Der Saturnmond Titan fasziniert: als einziger Mond verüfgt er über eine Atmosphäre, er hat ein aktives Wettergeschehen, Flusstäler und aktiven Vulkanismus. Unter seiner Oberfläche verbirgt sich vermutlich ein globaler Ammoniak-Ozean, der selbst bei Temperaturen unter Null Grad Celsius nicht gefriert. Einige beginnen, über Leben auf Titan zu spekulieren.

 Der Saturnmond Titan
Der Saturnmond Titan
Titan galt lange als Beispiel für die „frühe“ Erde, wie sie kurz nach ihrer Entstehung vor viereinhalb Milliarden Jahren existierte. Er hat, wie die Erde, eine dichte Stickstoffatmosphäre – er ist sogar der einzige Mond im Sonnensystem, der über eine nenneswerte Atmosphäre verfügt. Ausser Stickstoff finden sich in seiner Atmosphäre auch Spuren von Methan und komplexen organischen Kohlenwasserstoffen wie Ethanol und Acetylen.
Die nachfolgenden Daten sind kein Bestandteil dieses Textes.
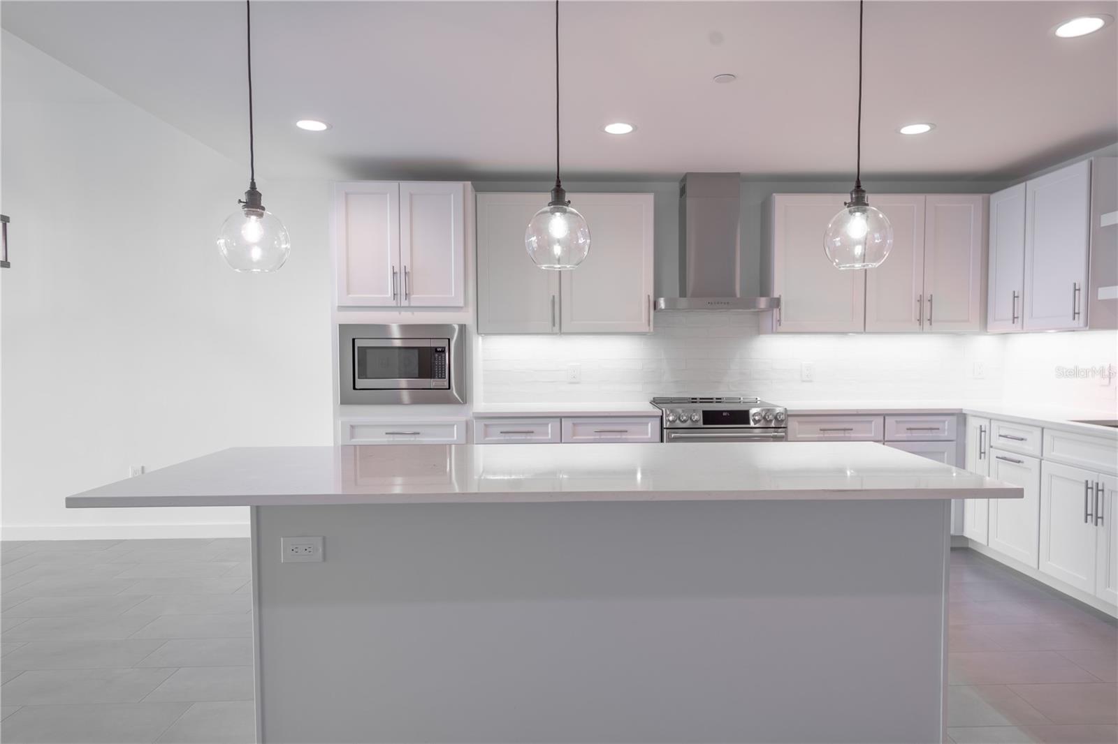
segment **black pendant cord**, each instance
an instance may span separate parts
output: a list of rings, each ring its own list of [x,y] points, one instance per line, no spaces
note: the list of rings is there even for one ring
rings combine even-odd
[[[253,11],[245,0],[245,47],[248,49],[248,188],[256,188],[256,152],[253,136]]]
[[[865,0],[858,3],[858,165],[854,175],[854,188],[862,188],[862,17],[865,12]]]

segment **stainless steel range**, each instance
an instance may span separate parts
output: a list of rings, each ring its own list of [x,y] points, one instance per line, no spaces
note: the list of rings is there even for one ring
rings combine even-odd
[[[680,441],[784,441],[788,412],[758,398],[697,395],[653,398],[663,411],[663,440]]]

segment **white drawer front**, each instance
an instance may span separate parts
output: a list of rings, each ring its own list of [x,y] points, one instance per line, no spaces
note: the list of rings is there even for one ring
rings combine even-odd
[[[660,417],[622,418],[565,418],[563,442],[590,441],[660,441]]]
[[[1045,429],[1044,459],[1106,473],[1118,473],[1118,442],[1106,437]]]
[[[464,445],[466,420],[343,419],[339,439],[343,445]]]
[[[559,441],[559,419],[474,419],[475,445],[540,445]]]
[[[788,441],[882,441],[881,416],[790,416]]]
[[[954,413],[887,416],[885,441],[955,441],[958,418]]]
[[[1041,428],[1008,421],[989,422],[989,446],[1020,452],[1030,457],[1041,456]]]

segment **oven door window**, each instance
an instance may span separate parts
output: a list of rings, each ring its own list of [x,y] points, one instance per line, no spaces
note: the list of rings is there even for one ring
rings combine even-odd
[[[430,346],[354,342],[353,387],[358,390],[430,388]]]

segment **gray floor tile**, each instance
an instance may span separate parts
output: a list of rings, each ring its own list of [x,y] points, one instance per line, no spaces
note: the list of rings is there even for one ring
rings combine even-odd
[[[209,563],[148,563],[134,565],[116,575],[120,579],[217,579],[233,575],[231,570],[237,565],[237,563],[216,561]]]
[[[184,667],[177,670],[144,699],[159,700],[252,700],[252,667]]]
[[[155,741],[183,713],[186,703],[32,705],[3,721],[3,741],[132,744]]]
[[[253,598],[243,594],[195,594],[149,597],[130,608],[127,614],[239,614],[252,612]]]
[[[136,666],[161,640],[30,641],[3,659],[9,669],[108,669]],[[157,667],[158,664],[143,666]],[[176,666],[176,665],[168,665]]]
[[[0,695],[11,705],[139,703],[173,673],[174,669],[31,669],[0,688]]]
[[[3,640],[123,640],[135,637],[155,618],[142,614],[125,614],[110,618],[28,618],[11,630],[4,631]],[[148,638],[153,638],[148,636]]]
[[[131,638],[252,638],[253,616],[164,614],[136,630]]]
[[[35,597],[31,599],[18,597],[19,603],[3,612],[9,618],[49,618],[67,617],[105,617],[123,614],[136,607],[146,597],[133,594],[114,597]],[[2,600],[0,600],[2,601]],[[134,614],[159,614],[158,612]]]
[[[159,737],[161,744],[248,744],[256,741],[252,703],[195,703]]]
[[[163,643],[138,667],[239,667],[252,666],[253,641],[249,638],[191,638],[169,641],[134,641]],[[19,650],[13,651],[18,654]]]
[[[140,579],[130,594],[231,594],[245,585],[243,576],[225,579]]]

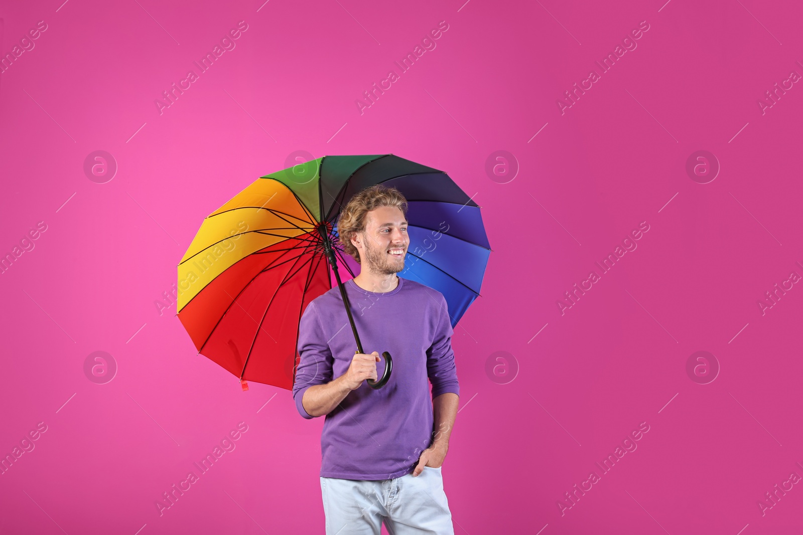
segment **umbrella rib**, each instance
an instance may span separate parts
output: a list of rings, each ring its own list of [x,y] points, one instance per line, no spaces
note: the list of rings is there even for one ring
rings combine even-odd
[[[292,248],[290,248],[290,249],[282,249],[282,250],[286,250],[286,251],[291,251],[291,250],[293,250],[293,249],[300,249],[300,249],[302,249],[302,248],[301,248],[301,247],[298,247],[298,248],[296,248],[296,247],[292,247]],[[306,250],[306,249],[304,249],[304,250]],[[251,254],[254,254],[254,253],[252,253]],[[277,257],[277,258],[276,258],[275,260],[279,260],[279,258],[281,258],[281,257],[283,257],[283,256],[284,256],[285,254],[287,254],[287,253],[283,253],[283,254],[280,254],[280,255],[279,255],[279,257]],[[249,256],[250,256],[250,255],[249,255]],[[301,254],[300,254],[298,257],[301,257]],[[247,258],[247,257],[245,257],[245,258]],[[291,260],[292,260],[292,259],[291,259]],[[280,262],[280,264],[277,264],[276,265],[281,265],[281,264],[284,264],[284,263],[286,263],[287,261],[289,261],[289,260],[286,260],[286,261],[283,261],[283,262]],[[272,263],[273,263],[273,262],[271,262],[271,264],[272,264]],[[276,265],[274,265],[273,267],[276,267]],[[254,275],[254,276],[253,276],[253,277],[251,278],[251,279],[250,281],[248,281],[248,283],[247,283],[247,284],[246,284],[246,285],[245,285],[244,286],[243,286],[243,289],[242,289],[242,290],[240,290],[240,291],[239,291],[239,292],[238,292],[238,294],[237,294],[236,297],[234,297],[234,299],[232,299],[231,302],[230,302],[230,303],[229,303],[229,306],[226,307],[226,310],[223,310],[223,314],[221,314],[220,318],[218,318],[218,322],[216,322],[216,323],[214,324],[214,327],[212,327],[212,330],[210,330],[210,331],[209,332],[209,335],[208,335],[208,336],[206,337],[206,340],[204,340],[204,342],[203,342],[203,343],[202,343],[202,344],[201,345],[201,347],[200,347],[200,348],[198,349],[198,353],[200,353],[201,351],[203,351],[203,348],[204,348],[204,347],[205,347],[206,346],[206,342],[209,342],[209,339],[210,339],[210,338],[212,338],[212,334],[214,334],[214,330],[215,330],[215,329],[217,329],[217,328],[218,328],[218,325],[220,325],[220,322],[221,322],[222,321],[223,318],[224,318],[224,317],[226,316],[226,314],[228,313],[228,311],[229,311],[229,309],[230,309],[230,308],[231,308],[231,306],[234,304],[234,302],[235,302],[235,301],[236,301],[236,300],[237,300],[237,299],[238,299],[238,298],[240,297],[240,295],[241,295],[241,294],[243,294],[243,292],[244,292],[244,291],[246,290],[246,289],[247,289],[247,288],[248,286],[251,286],[251,282],[253,282],[255,281],[255,279],[256,279],[256,278],[259,276],[259,274],[262,274],[262,273],[264,273],[265,271],[266,271],[266,270],[260,270],[259,271],[258,271],[258,272],[256,273],[256,274],[255,274],[255,275]],[[198,294],[195,294],[194,296],[193,296],[193,298],[192,298],[192,299],[190,299],[190,301],[189,301],[189,302],[187,302],[187,304],[186,304],[186,305],[185,305],[185,308],[186,306],[188,306],[190,305],[190,303],[191,303],[191,302],[193,302],[193,299],[194,299],[195,298],[197,298],[197,297],[198,297],[198,295],[200,295],[200,294],[201,294],[201,292],[198,292]],[[183,310],[183,309],[182,309],[182,310]]]
[[[300,258],[300,257],[300,257],[300,256],[299,256],[299,258]],[[314,257],[314,256],[313,256],[313,257]],[[296,258],[296,262],[298,261],[298,258]],[[275,292],[273,293],[273,295],[272,295],[272,296],[271,296],[271,300],[270,300],[270,301],[268,302],[268,303],[267,303],[267,306],[266,306],[266,307],[265,307],[265,311],[264,311],[264,312],[263,313],[263,314],[262,314],[262,319],[261,319],[261,320],[259,320],[259,325],[257,326],[257,330],[256,330],[256,332],[257,332],[257,334],[259,334],[259,330],[260,330],[260,329],[262,329],[262,324],[263,324],[263,322],[265,322],[265,318],[266,318],[266,317],[267,317],[267,311],[268,311],[268,310],[270,310],[270,308],[271,308],[271,305],[272,305],[272,304],[273,304],[273,300],[274,300],[274,299],[275,298],[275,297],[276,297],[276,294],[278,294],[278,293],[279,293],[279,289],[280,289],[280,288],[282,287],[282,285],[283,285],[283,284],[284,284],[285,282],[287,282],[287,281],[289,281],[289,280],[290,280],[291,278],[292,278],[293,277],[295,277],[295,276],[296,276],[296,273],[298,273],[299,271],[300,271],[300,270],[301,270],[301,269],[303,269],[303,268],[304,268],[304,265],[307,265],[307,263],[308,263],[308,262],[310,262],[310,261],[311,261],[311,260],[307,260],[307,261],[304,261],[304,264],[302,264],[302,265],[300,265],[300,266],[299,267],[299,269],[298,269],[298,270],[296,270],[296,271],[295,271],[295,272],[293,273],[293,274],[291,274],[291,275],[287,275],[287,274],[285,274],[285,275],[284,275],[284,278],[283,278],[282,279],[282,282],[279,282],[279,285],[278,285],[278,286],[276,286],[276,290],[275,290]],[[294,267],[295,267],[295,266],[294,266]],[[291,269],[292,269],[292,268],[291,268]],[[288,272],[289,272],[289,270],[288,270]],[[255,336],[255,337],[254,337],[254,339],[253,339],[253,340],[251,340],[251,347],[249,347],[249,348],[248,348],[248,355],[246,355],[246,360],[245,360],[245,362],[244,362],[244,363],[243,363],[243,371],[242,371],[242,372],[241,372],[241,374],[240,374],[240,379],[243,379],[243,377],[245,376],[245,375],[246,375],[246,367],[247,367],[247,366],[248,366],[248,359],[251,359],[251,351],[254,351],[254,344],[255,344],[255,343],[256,343],[256,336]]]
[[[296,197],[296,200],[298,200],[298,197]],[[304,205],[304,203],[302,203],[300,201],[299,201],[299,204],[300,204],[301,207],[304,209],[304,212],[305,213],[309,213],[309,211],[307,209],[307,207]],[[287,216],[288,217],[292,217],[293,219],[297,219],[300,221],[304,221],[304,223],[311,223],[313,225],[315,225],[315,222],[316,222],[315,221],[315,217],[312,217],[312,214],[310,214],[310,216],[311,216],[310,221],[305,221],[304,219],[301,219],[300,217],[296,217],[296,216],[292,215],[291,213],[287,213],[286,212],[282,212],[281,210],[277,210],[277,209],[272,209],[272,208],[265,208],[264,206],[238,206],[236,208],[230,208],[228,210],[223,210],[222,212],[218,212],[217,213],[213,213],[211,215],[206,216],[206,217],[205,217],[204,219],[209,219],[210,217],[214,217],[215,216],[219,216],[219,215],[221,215],[222,213],[226,213],[227,212],[234,212],[234,210],[244,210],[246,209],[255,209],[255,210],[267,210],[268,212],[275,212],[275,213],[282,213],[282,214],[283,214],[285,216]],[[285,220],[285,221],[287,221],[287,220]],[[287,221],[287,222],[290,223],[291,225],[295,225],[295,223],[291,223],[290,221]],[[302,227],[298,227],[298,228],[300,229]],[[312,227],[304,227],[304,228],[305,228],[305,229],[308,229],[308,229],[314,229],[315,227],[312,226]]]
[[[292,223],[290,223],[290,224],[292,225]],[[297,226],[296,228],[298,229],[300,229],[300,230],[304,230],[304,229],[302,229],[301,227],[298,227]],[[312,229],[314,229],[314,227],[312,227]],[[285,236],[284,234],[275,234],[273,233],[265,232],[267,230],[281,230],[281,229],[291,230],[292,227],[271,227],[270,229],[257,229],[256,230],[248,230],[248,231],[244,232],[244,233],[239,233],[238,234],[234,234],[234,235],[230,236],[228,237],[224,237],[222,240],[218,240],[218,241],[215,241],[213,244],[206,245],[206,247],[204,247],[200,251],[198,251],[198,253],[196,253],[193,256],[190,257],[186,260],[183,260],[183,261],[180,261],[178,263],[178,265],[181,265],[184,262],[186,262],[186,261],[189,261],[192,260],[194,257],[195,257],[198,255],[201,254],[202,253],[203,253],[206,249],[210,249],[210,247],[214,247],[214,245],[217,245],[218,243],[221,243],[222,241],[225,241],[226,240],[228,240],[230,237],[234,237],[234,236],[243,236],[243,235],[247,234],[249,233],[259,233],[260,234],[265,234],[266,236],[275,236],[277,237],[283,237],[285,240],[287,240],[287,239],[290,239],[290,238],[294,238],[294,237],[298,237],[298,235],[296,235],[296,236]],[[310,234],[310,236],[314,236],[312,232],[306,232],[305,231],[304,233],[304,234]]]
[[[422,227],[420,225],[413,225],[411,223],[408,224],[408,226],[415,227],[416,229],[422,229],[423,230],[437,230],[437,229],[430,229],[430,227]],[[450,234],[447,232],[443,232],[442,230],[438,230],[438,232],[439,232],[442,234],[445,234],[445,235],[448,236],[449,237],[453,237],[455,240],[460,240],[461,241],[463,241],[464,243],[467,243],[470,245],[476,245],[477,247],[479,247],[480,249],[484,249],[487,251],[490,251],[491,250],[487,247],[483,247],[479,243],[475,243],[473,241],[469,241],[468,240],[466,240],[464,238],[458,237],[457,236],[454,236],[452,234]],[[439,240],[440,238],[438,238],[438,239]],[[437,241],[437,240],[434,240],[434,241]]]
[[[365,164],[363,164],[362,165],[361,165],[357,168],[354,169],[352,172],[352,173],[350,175],[349,175],[349,178],[347,178],[345,180],[343,181],[343,186],[340,188],[340,191],[338,191],[337,193],[335,195],[335,202],[337,203],[337,205],[339,207],[342,208],[342,205],[340,205],[340,201],[337,200],[337,197],[339,197],[340,196],[340,193],[343,193],[345,192],[346,186],[349,185],[349,180],[351,180],[351,177],[353,176],[354,174],[357,171],[359,171],[360,169],[361,169],[362,168],[365,167],[366,165],[368,165],[369,164],[370,164],[372,162],[375,162],[377,160],[381,160],[382,158],[387,157],[389,156],[390,156],[390,155],[389,155],[389,154],[383,154],[381,156],[379,156],[378,158],[374,158],[373,160],[368,160],[367,162],[365,162]],[[318,194],[318,197],[321,197],[320,193]],[[321,201],[321,202],[323,202],[323,201]],[[332,209],[334,208],[334,206],[335,206],[334,205],[332,205],[332,206],[330,206],[328,211],[326,213],[326,218],[325,218],[326,221],[329,220],[329,216],[332,215]]]
[[[418,255],[417,255],[417,254],[413,254],[412,253],[410,253],[410,249],[408,249],[408,250],[407,250],[407,254],[410,254],[410,255],[411,255],[411,256],[414,256],[414,257],[415,257],[416,258],[418,258],[419,260],[424,260],[424,259],[423,259],[423,258],[422,258],[422,257],[419,257],[419,256],[418,256]],[[473,289],[473,288],[471,288],[471,287],[469,287],[469,286],[467,286],[467,284],[466,284],[465,282],[463,282],[463,281],[460,281],[459,279],[457,279],[457,278],[454,278],[454,277],[453,275],[451,275],[451,274],[450,274],[446,273],[446,271],[443,271],[443,270],[440,269],[439,267],[438,267],[437,265],[434,265],[434,264],[433,264],[432,262],[428,262],[428,261],[426,261],[426,260],[424,260],[424,261],[425,261],[425,262],[426,262],[427,264],[429,264],[430,265],[431,265],[432,267],[435,268],[435,269],[436,269],[436,270],[438,270],[438,271],[440,271],[440,272],[442,272],[442,273],[444,273],[444,274],[446,274],[446,275],[447,277],[449,277],[450,278],[454,278],[454,279],[455,281],[457,281],[458,282],[459,282],[459,283],[460,283],[460,284],[462,284],[463,286],[466,286],[467,288],[468,288],[468,290],[471,290],[471,292],[472,294],[476,294],[476,295],[478,295],[478,296],[479,295],[479,294],[477,294],[477,292],[475,292],[475,291],[474,290],[474,289]]]
[[[321,160],[321,164],[323,164],[323,163],[324,163],[323,160]],[[300,199],[299,196],[296,194],[296,192],[293,191],[292,188],[291,188],[287,184],[284,184],[284,182],[282,182],[278,178],[274,178],[273,176],[260,176],[259,178],[263,178],[263,179],[265,179],[267,180],[275,180],[276,182],[279,182],[279,184],[281,184],[282,185],[283,185],[285,188],[287,188],[288,190],[290,190],[290,193],[293,194],[293,197],[296,197],[296,200],[299,201],[299,205],[301,205],[301,208],[304,209],[304,211],[306,212],[307,215],[309,216],[310,221],[315,221],[315,216],[312,215],[312,213],[309,211],[309,209],[307,208],[307,205],[304,205],[301,201],[301,199]],[[318,174],[318,182],[319,183],[320,182],[320,171],[319,171],[319,174]]]
[[[334,250],[335,250],[335,254],[338,255],[340,257],[340,261],[343,264],[343,265],[345,266],[346,270],[349,271],[349,274],[351,275],[353,278],[357,277],[357,275],[354,274],[354,272],[351,270],[351,268],[349,267],[349,264],[346,263],[345,258],[343,257],[342,254],[343,251],[340,250],[340,249],[337,249],[336,247],[334,248]]]
[[[250,231],[250,232],[255,232],[255,231]],[[286,238],[287,237],[285,237],[285,238]],[[309,236],[308,237],[305,237],[305,238],[298,238],[298,237],[291,237],[291,238],[287,238],[287,239],[300,239],[300,240],[302,240],[302,241],[308,241],[308,240],[314,240],[314,239],[315,239],[315,237],[314,237],[313,235],[310,234],[310,236]],[[271,247],[271,245],[268,245],[268,247]],[[251,254],[267,254],[268,253],[274,253],[274,252],[278,252],[278,251],[291,251],[291,250],[295,250],[295,249],[305,249],[305,248],[308,248],[308,247],[309,247],[309,245],[306,245],[306,246],[296,246],[296,247],[290,247],[290,248],[287,248],[287,249],[271,249],[271,250],[270,250],[270,251],[264,251],[264,252],[262,252],[262,253],[260,253],[260,252],[259,252],[259,251],[255,251],[255,252],[254,252],[254,253],[251,253]],[[240,262],[240,261],[243,261],[243,260],[244,260],[245,258],[247,258],[247,257],[248,257],[249,256],[251,256],[251,254],[249,254],[249,255],[247,255],[247,256],[243,257],[243,258],[241,258],[240,260],[237,261],[237,262],[234,262],[234,264],[236,264],[236,263],[238,263],[238,262]],[[286,253],[285,253],[285,254],[286,254]],[[275,258],[275,260],[274,260],[273,261],[275,261],[276,260],[279,260],[279,258],[281,258],[281,257],[282,257],[283,256],[284,256],[284,254],[280,254],[280,255],[279,255],[279,257],[278,257],[277,258]],[[273,263],[273,262],[271,261],[271,263]],[[234,265],[234,264],[232,264],[231,265]],[[231,267],[231,266],[230,265],[230,266],[229,266],[229,268],[230,268],[230,267]],[[227,268],[227,269],[229,269],[229,268]],[[259,271],[259,273],[262,273],[262,272],[263,272],[263,271],[264,271],[264,270],[260,270],[260,271]],[[259,274],[259,273],[258,273],[257,274]],[[255,275],[255,277],[256,277],[256,275]],[[252,279],[252,280],[253,280],[253,279]],[[249,282],[249,283],[250,283],[250,282]],[[246,286],[247,286],[247,285],[246,285]],[[245,289],[245,286],[243,286],[243,289]],[[198,292],[198,294],[196,294],[195,295],[194,295],[194,296],[193,296],[193,298],[192,298],[192,299],[190,299],[190,301],[188,301],[188,302],[187,302],[187,304],[186,304],[186,305],[185,305],[184,306],[187,306],[188,305],[190,305],[190,303],[191,303],[191,302],[193,302],[193,299],[194,299],[194,298],[195,298],[196,297],[198,297],[198,294],[199,294],[200,293],[201,293],[201,292]],[[238,295],[239,295],[239,294],[238,294]],[[183,310],[183,307],[182,307],[182,310]],[[224,314],[225,314],[225,313],[224,313]],[[218,320],[218,321],[219,321],[219,320]]]
[[[310,270],[309,270],[309,273],[307,274],[307,283],[304,285],[304,294],[307,293],[307,290],[309,288],[309,284],[312,282],[312,278],[314,278],[314,274],[313,274],[312,277],[310,277],[309,274],[315,274],[316,272],[317,272],[318,266],[320,265],[320,261],[323,260],[323,259],[324,259],[324,255],[321,254],[320,255],[320,258],[318,259],[318,265],[316,265],[314,270],[312,269],[312,264],[310,265]],[[315,257],[314,256],[312,257],[312,261],[315,261]],[[328,274],[327,274],[326,278],[327,278],[327,280],[329,279]],[[330,287],[329,289],[331,290],[332,282],[331,282],[331,280],[329,280],[328,282],[329,282],[329,287]],[[301,328],[301,315],[304,314],[304,294],[301,294],[301,306],[299,307],[299,321],[296,323],[296,347],[293,348],[293,379],[292,379],[292,383],[293,383],[293,385],[296,384],[296,355],[298,354],[299,356],[300,357],[300,354],[299,354],[299,351],[298,351],[298,339],[299,339],[299,330]],[[308,306],[309,305],[308,305]]]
Im Gegensatz zu früheren Erwartungen liessen sich aber auf der Titan-Oberfläche keine Meere aus Kohlenwasserstoffen finden. Nur ein einziger, möglicher „See“ wurde in Polnähe ausgemacht – ansonsten scheint Titan knochentrocken zu sein, obwohl sich auf der Oberfläche viele Anzeichen für die Existenz von Flüssigkeiten finden. So gibt es trockene Flusssysteme, die in Tiefebenen münden. Die Landesonde Huygens, die in einer dieser Tiefebenen (im Bereich eines „Deltas“) gelandet ist, hat eindeutige Hinweise auf Fliessprozesse entdeckt: so finden sich in dieser Ebene gerundete Steine, wie sie nur in Flüssen entstehen können.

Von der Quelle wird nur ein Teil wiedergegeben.